DesIgn: Where Artistry Meets The Autonomous Business Man

Designers in Gestalt: The Grouping together of Artists.

Before even gazing through each video in Hillman Curtis’s Artist Collection, my anticipation provoked questions of “who are these artists” and “why are they significant”? I presumed that regardless of niche profession, it was observable that all artists to some extent remained anonymous figures in our creative culture—ones that had created buildings, billboards, posters and even graphic illustrations which subject more emphasized than even the creator themselves—a notion little reflected on by the masses.

However, through watching several of these short films, and denoting the roles of the architect, typographer, novelist and videographer, I further realized that design in its concept is the some of all parts (Gestalt theory), where all that comprises the design component is not necessarily narrowed to one element but is rather a composite of the whole. A “whole”, that is to be interpreted, engaged with and emotionally impactful to its audience at large.

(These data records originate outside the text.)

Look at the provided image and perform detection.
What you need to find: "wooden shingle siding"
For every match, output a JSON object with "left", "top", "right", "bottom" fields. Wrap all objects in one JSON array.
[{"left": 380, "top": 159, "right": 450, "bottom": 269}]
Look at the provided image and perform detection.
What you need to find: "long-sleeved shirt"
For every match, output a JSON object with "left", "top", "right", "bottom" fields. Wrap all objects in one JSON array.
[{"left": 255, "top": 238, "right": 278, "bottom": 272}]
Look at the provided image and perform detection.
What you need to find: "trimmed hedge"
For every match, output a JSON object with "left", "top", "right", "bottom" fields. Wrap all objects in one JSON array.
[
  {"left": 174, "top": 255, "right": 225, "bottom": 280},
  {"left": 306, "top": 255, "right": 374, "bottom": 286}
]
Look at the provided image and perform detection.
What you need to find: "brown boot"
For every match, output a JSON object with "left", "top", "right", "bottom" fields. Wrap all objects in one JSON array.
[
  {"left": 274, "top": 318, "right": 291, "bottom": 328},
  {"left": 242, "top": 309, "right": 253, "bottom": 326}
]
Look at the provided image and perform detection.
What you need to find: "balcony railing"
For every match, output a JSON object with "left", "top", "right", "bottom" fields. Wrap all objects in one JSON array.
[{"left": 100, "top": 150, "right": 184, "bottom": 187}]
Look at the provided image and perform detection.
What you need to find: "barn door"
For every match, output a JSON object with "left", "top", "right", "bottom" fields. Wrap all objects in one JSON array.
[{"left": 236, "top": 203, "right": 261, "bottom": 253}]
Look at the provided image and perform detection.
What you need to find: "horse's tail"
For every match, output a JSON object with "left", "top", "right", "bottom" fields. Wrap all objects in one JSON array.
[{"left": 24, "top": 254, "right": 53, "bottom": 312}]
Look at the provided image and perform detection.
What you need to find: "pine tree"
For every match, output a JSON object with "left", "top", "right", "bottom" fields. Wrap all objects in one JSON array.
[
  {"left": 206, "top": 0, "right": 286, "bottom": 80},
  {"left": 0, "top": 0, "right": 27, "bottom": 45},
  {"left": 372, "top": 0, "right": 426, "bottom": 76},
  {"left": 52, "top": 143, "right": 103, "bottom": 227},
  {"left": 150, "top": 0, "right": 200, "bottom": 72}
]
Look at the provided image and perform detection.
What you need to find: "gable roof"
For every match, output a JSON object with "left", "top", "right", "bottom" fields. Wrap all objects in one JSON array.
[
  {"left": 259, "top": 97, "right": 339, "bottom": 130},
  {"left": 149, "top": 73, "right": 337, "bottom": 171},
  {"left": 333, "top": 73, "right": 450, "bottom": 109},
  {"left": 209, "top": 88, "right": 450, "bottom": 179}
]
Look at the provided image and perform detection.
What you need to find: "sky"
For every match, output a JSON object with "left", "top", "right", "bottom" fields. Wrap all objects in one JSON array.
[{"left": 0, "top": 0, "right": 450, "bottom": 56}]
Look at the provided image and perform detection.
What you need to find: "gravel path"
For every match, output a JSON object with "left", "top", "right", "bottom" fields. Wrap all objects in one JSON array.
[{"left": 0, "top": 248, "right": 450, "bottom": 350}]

The first video I watched was one that featured the architect Daniel Libeskind, and the founding principles behind his architectural creations.  Outlining the intense years of planning, founding, mounting and executing, he offered introspective into the mind behind the buildings, and the design intricacies, such as high sensitivity to form, design theologies and emotional disposition for creating them.

“There is something about visceral appeal, a building needs to not just be a building but evoke something more”–Daniel Libeskind (The Architect)

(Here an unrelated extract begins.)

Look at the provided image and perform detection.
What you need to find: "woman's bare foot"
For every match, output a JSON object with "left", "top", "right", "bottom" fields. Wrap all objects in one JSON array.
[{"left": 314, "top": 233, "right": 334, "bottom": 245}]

Affirming a purpose and direction behind the design, Libeskind avowed that every work of design, no matter how vast or small follows the same envisioned perspective, to provoke visual stimulation, to initiate a particular attitude or sentiment and simulate the method of madness for construction from the artist’s/creator’s perspective.

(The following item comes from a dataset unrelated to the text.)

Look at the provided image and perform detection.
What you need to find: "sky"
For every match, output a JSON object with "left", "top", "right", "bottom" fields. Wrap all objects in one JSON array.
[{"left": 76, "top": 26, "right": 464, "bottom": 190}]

There is a similar point of appeal to be understood from videographer/designer Mark Romonek, who outlined during his interview his video creation involves a random order of video capture that rarely follows chronological order or linear structure.  When asked why he shot video the way he did, he paved an interesting perspective that abides creative content production and storytelling.

“One of the secrets of not having something complete is that it cannot be understood to easily left brain v.s. right brain—there’s something to do with leaving a question with the audience, as soon as it is interpretive then the audience is engaged” “If a broken chair has more potential meaning that an unbroken chair, then break the chair, at the end of the day, the resonating meaning is what matters–doesn’t matter how I got the shot”–Mark Romonek (the videographer)

In shooting video and illustrating type alike, similar design processes continually resurface. Watching Lawrence Weiner, the typographer in motion, one such concept that he divulged is that “design is of the moment”. Currently evolving to radiate the collection of radical movements of thought on what art and design should and shouldn’t be. Similarly to the reformations of the past, formalism to expressionism, romanticism to post-modernism, this is a truth that has not been altered with time, but rather the advancing human perspective and technology.

As the times continue to advance, and our technology undertakes various shapes and capabilities, we as artists will be continually forced to create illustrations that are correlate with existing design principles and still maintain their relevancy in terms of audience construal. However, one can always apprehend that “knowing that graphic designers are artists in the 21st century is a tremendous benefit to the discipline”.